Glad that Dawn knows the deepest emotional desires of all women. After all, she is one, right? So she must know how all of deeply, secretly feel.
I suppose I’m one of those tin-hearted sexually liberated gals, but I’m not sure I’ve ever heard casual sex promoted as a universal good in the same way that abstinence before marriage is. That seems to be the fundamental difference — sexually active, unmarried women may say “My sex life is great” or “I feel no need to wait for marriage” or “Have you heard about this new form of birth control?” or “This is what I like sexually — if you’re sexually active, maybe you’d like it to,” but I’ve never heard a woman claim that sex before marriage is the best thing for all women, or that because they like having sex before they’re married that all women must secretly desire it. They don’t make blanket statements about what does and does not make women happy when it comes to our sexual lives. They know that women are diverse people, with varying values and desires and bodies and experiences, and that when it comes to something as fundamental and as complicated as sex, there isn’t a one-size-fits-all option. The pro-chastity folks, on the other hand, don’t put chastity out there as one option among many, which may be better for some women. No, they claim it to be the only moral answer, something that everyone will benefit from. They claim that pre-marital sex is always damaging. They claim to know what every single woman, everywhere, desires — and if she says she doesn’t desire it, she’s fooling herself.

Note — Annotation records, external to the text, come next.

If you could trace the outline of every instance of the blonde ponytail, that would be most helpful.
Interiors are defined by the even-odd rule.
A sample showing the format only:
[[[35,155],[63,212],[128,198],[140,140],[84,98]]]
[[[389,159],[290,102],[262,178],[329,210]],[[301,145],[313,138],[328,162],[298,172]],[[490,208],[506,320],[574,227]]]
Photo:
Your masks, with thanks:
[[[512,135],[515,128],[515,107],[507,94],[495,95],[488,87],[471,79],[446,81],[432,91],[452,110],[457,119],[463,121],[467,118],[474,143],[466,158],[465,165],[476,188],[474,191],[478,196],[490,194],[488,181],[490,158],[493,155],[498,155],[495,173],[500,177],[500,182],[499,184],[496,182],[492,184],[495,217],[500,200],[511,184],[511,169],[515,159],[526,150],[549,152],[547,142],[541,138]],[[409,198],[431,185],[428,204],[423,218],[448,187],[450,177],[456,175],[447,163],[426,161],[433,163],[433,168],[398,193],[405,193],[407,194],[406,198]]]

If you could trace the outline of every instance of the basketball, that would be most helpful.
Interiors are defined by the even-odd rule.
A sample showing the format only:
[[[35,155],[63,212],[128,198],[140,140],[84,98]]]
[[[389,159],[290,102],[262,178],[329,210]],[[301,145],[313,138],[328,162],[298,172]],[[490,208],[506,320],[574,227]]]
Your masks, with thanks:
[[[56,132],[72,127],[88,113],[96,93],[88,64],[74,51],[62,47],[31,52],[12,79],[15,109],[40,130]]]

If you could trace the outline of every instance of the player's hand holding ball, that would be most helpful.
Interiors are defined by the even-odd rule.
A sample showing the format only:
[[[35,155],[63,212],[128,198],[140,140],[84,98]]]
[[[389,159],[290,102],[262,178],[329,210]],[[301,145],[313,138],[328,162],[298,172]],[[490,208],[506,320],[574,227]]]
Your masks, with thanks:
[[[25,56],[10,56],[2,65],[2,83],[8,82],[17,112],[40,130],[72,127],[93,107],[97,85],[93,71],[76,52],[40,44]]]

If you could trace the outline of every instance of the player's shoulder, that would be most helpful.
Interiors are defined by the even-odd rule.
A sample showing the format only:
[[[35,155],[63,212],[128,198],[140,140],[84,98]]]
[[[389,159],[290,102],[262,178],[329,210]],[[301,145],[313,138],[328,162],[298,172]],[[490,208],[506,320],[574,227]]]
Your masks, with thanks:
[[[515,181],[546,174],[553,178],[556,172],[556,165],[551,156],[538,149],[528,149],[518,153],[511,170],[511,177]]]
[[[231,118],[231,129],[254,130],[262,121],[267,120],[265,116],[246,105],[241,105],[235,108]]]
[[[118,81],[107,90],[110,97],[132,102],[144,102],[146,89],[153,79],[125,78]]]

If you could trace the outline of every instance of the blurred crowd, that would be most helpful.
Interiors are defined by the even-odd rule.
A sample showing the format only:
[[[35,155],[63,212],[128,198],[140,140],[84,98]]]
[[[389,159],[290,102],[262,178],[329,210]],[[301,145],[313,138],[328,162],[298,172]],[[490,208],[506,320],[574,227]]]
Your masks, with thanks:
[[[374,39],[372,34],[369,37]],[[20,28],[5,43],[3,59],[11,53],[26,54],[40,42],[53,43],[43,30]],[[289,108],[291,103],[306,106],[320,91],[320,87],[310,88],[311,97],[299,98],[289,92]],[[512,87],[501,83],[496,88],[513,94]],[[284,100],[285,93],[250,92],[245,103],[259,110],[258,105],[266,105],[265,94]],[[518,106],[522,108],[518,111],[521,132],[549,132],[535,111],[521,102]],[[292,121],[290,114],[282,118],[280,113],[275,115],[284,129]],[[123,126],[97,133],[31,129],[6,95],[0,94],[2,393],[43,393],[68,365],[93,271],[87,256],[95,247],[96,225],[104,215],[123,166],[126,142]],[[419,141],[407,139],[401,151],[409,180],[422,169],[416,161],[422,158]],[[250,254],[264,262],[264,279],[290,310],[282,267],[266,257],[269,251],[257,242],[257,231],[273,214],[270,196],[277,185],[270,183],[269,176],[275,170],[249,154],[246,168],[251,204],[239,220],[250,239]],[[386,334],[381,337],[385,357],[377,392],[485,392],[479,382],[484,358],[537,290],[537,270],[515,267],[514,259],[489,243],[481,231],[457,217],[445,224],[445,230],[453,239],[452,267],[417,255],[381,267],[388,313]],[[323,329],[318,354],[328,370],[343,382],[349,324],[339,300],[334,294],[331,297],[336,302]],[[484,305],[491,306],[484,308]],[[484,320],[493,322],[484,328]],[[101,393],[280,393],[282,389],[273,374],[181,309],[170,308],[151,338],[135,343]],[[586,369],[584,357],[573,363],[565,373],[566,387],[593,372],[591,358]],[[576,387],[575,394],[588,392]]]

How can you argue with that?
Reading articles like these always makes me sad. How jaded — or out of touch, or misanthropic — does one have to be to view sex, women and men the way that the virginity-fetishists do? All I know is that if I ever foolishly dated a guy who thought my virtue as a person was located in my lady-parts, he wouldn’t be allowed to touch me with a ten-foot pole (not that my objections would likely mean very much to a dude who thinks that women are property purchased in marriage, but a girl can dream. And he probably wouldn’t want to come near soiled little me anyway).
The rest of the article is worth reading, because it does a pretty good job of illustrating the various issues which led Dawn to the place she is now. I don’t doubt that Dawn is happier with her life today than she was ten years ago, and I think that’s wonderful. I even think it’s wonderful that she’s willing to share her experience and her story with others. What I don’t think is so wonderful is her idea that everyone is exactly like her. Or that those of us who have sex for pleasure, regardless of our marital status, all view sex like she did, or that we use sex the way that she did.
I’m certainly not the only person who takes issue with Dawn’s article. Some Brits aren’t too thrilled with it either:
Now she has become a heroine for the creepy ‘chastity’ movement in America, whereupon young girls sport silver rings as a sign they haven’t been ‘soiled’ yet. Lovely. Let’s not give young girls information on how to deal with sex, let’s just make them petrified of it, and of losing their ‘purity’ – you know, kind of MySpace meets the Dark Ages.